Mas, deixando o lado artístico-popista da coisa, há ainda quem ache que Michael Jackson deve passar a se portar como uma pessoa "normal", embora me soe extremamente patético e ilusório a idéia de um mega-astro e mega-gênio, artista desde os 5 anos de idade, se portando como o dono da churrascaria da esquina. E o que definiria um comportamento "normal"? Pijamas e máscara cirúrgica por acaso indicam perversidade? A verdadeira perversidade é o ódio à diferença, seja ele travestido de "preocupação" de fã ou não. O que acontece com Michael Jackson lembra-me muito a situação dos homossexuais. Pincela-se uma aceitação por parte da sociedade, fala-se em direitos, mas na TV há ainda aquela velha piada que, em segundos, reduz conquistas importantes ao vazio do riso debochado. O riso despreocupado sem qualquer resquício de humanidade. O riso da imbecilização generalizada. É este o riso o qual Michael Jackson tem sido vítima há décadas. E ao invés de cobrarem da sociedade mais respeito, mais consciência, mais compreensão e mais amor, cobra-se dele que se ajeite neste quadro, que cale seu espírito diferente, que reprima sua própria natureza para não desagradar o público e estas pessoas que tanto o amam e entendem... seus fãs!

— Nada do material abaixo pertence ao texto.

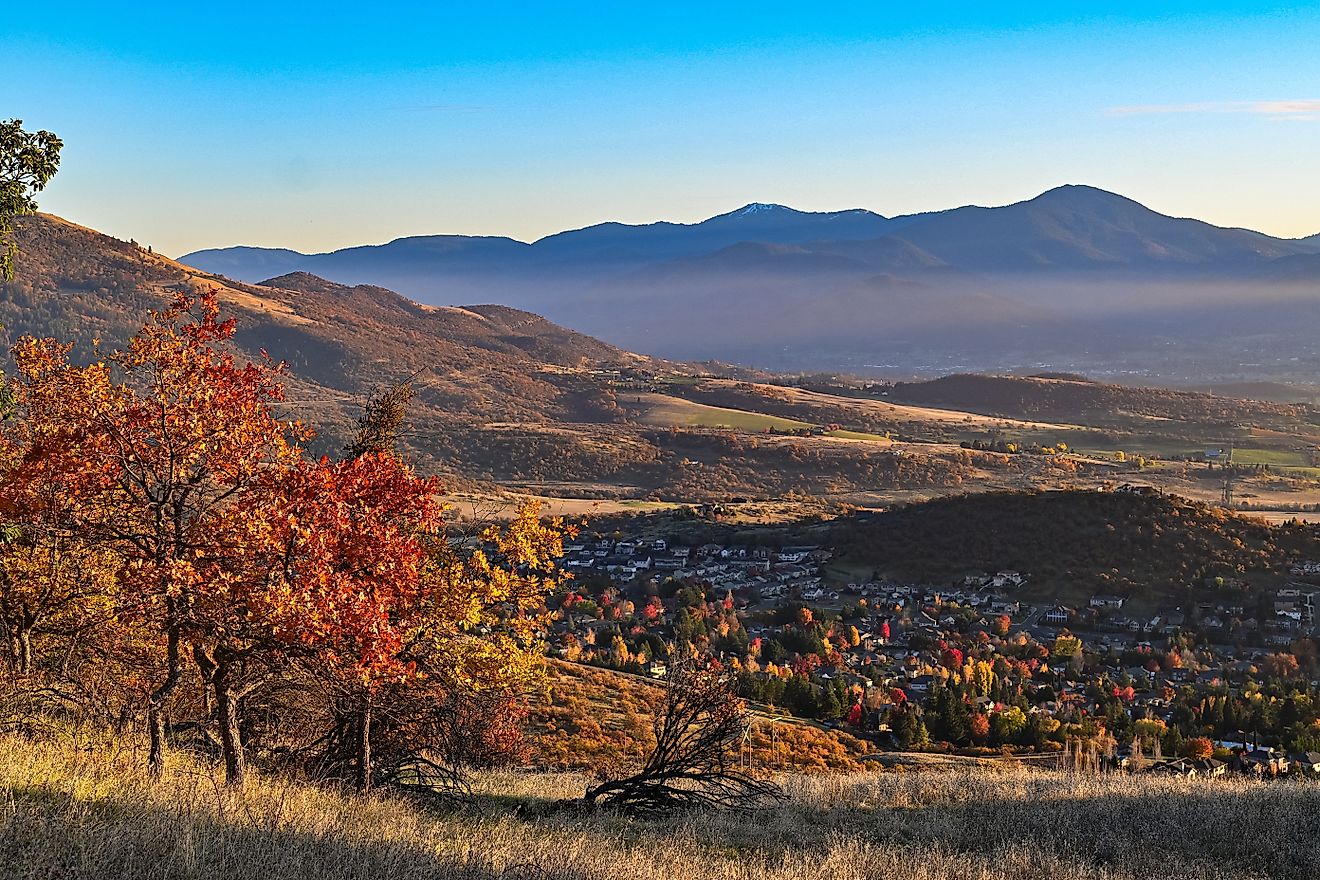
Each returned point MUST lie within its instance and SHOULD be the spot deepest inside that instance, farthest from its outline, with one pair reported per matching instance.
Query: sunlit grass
(90, 812)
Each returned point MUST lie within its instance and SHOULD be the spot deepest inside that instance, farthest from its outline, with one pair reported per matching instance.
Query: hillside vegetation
(81, 809)
(1072, 542)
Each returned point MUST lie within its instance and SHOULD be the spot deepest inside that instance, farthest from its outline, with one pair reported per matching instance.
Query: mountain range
(1075, 279)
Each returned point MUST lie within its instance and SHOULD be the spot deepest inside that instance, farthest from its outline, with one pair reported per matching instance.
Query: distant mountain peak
(1084, 194)
(759, 207)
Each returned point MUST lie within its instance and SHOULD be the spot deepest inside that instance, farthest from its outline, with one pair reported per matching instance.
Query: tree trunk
(24, 651)
(227, 709)
(364, 768)
(157, 701)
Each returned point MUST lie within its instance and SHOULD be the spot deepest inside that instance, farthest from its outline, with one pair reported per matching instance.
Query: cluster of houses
(1259, 761)
(753, 573)
(902, 628)
(1294, 615)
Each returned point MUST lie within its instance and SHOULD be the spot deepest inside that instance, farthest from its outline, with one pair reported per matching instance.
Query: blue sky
(321, 125)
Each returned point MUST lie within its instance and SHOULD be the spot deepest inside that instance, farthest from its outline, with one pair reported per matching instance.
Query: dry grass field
(86, 810)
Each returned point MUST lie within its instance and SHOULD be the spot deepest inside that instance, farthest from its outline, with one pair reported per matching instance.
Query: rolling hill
(1072, 544)
(508, 400)
(1076, 277)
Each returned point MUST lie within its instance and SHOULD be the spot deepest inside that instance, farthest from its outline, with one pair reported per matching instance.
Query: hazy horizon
(321, 127)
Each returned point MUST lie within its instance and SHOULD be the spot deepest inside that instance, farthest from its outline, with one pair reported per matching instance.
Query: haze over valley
(1075, 280)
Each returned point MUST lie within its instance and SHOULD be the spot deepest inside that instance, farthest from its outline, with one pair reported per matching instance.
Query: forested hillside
(1073, 544)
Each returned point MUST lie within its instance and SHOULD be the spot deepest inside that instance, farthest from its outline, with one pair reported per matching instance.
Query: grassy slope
(87, 810)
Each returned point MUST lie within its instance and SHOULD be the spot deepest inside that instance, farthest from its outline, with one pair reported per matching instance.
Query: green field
(1271, 457)
(659, 409)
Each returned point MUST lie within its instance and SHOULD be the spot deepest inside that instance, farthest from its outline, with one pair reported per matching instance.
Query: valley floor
(74, 810)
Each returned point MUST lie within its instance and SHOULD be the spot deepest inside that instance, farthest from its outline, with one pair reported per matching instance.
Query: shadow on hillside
(1271, 830)
(49, 834)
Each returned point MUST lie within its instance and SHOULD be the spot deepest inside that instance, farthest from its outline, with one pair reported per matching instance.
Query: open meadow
(78, 809)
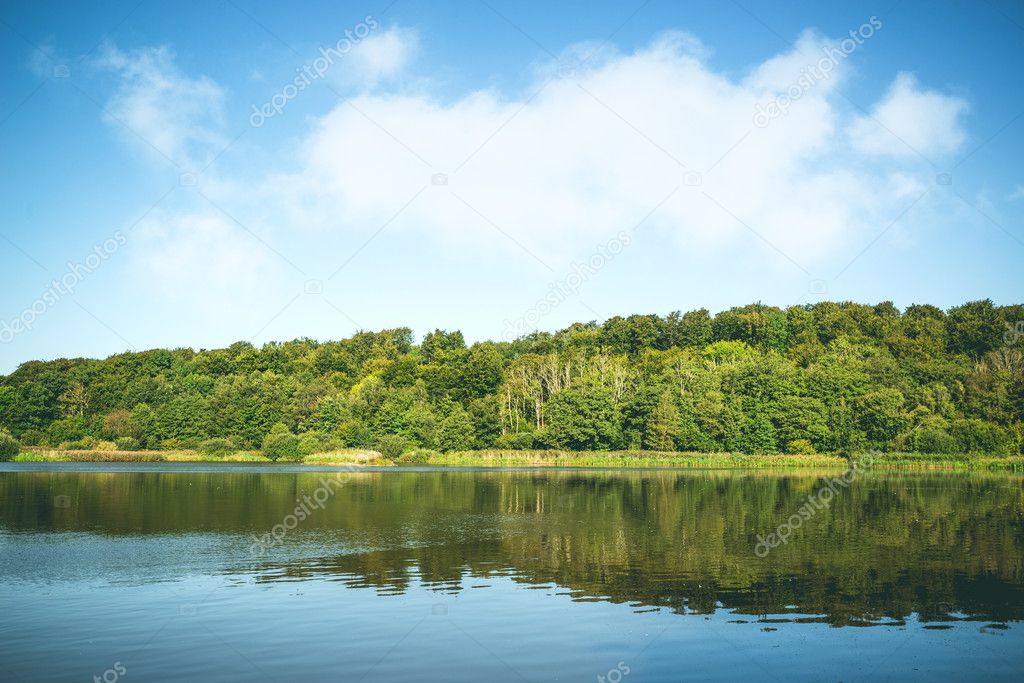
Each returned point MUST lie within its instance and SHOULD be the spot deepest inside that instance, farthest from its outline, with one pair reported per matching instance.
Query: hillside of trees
(824, 377)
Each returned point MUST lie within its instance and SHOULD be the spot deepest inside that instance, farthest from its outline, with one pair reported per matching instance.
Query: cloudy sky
(206, 172)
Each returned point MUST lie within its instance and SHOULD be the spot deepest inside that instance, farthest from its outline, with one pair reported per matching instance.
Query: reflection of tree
(889, 546)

Mas graças aos céus que um não-conformista autêntico como Michael Jackson não é de plástico e está acima desta mediocridade estúpida. E a estes fãs, mais preocupados com o novo álbum ou, talvez, com quantas edições asiáticas de Invincible já adquiriram, uma dica: aproveitem o leilão de Jackson que está por vir e arrematem os portões de Neverland! Caso não saibam, neles está inscrito: Deus e meu direito. Vergonha àqueles que pensarem mal disto. Alguém aí falou em Xscape?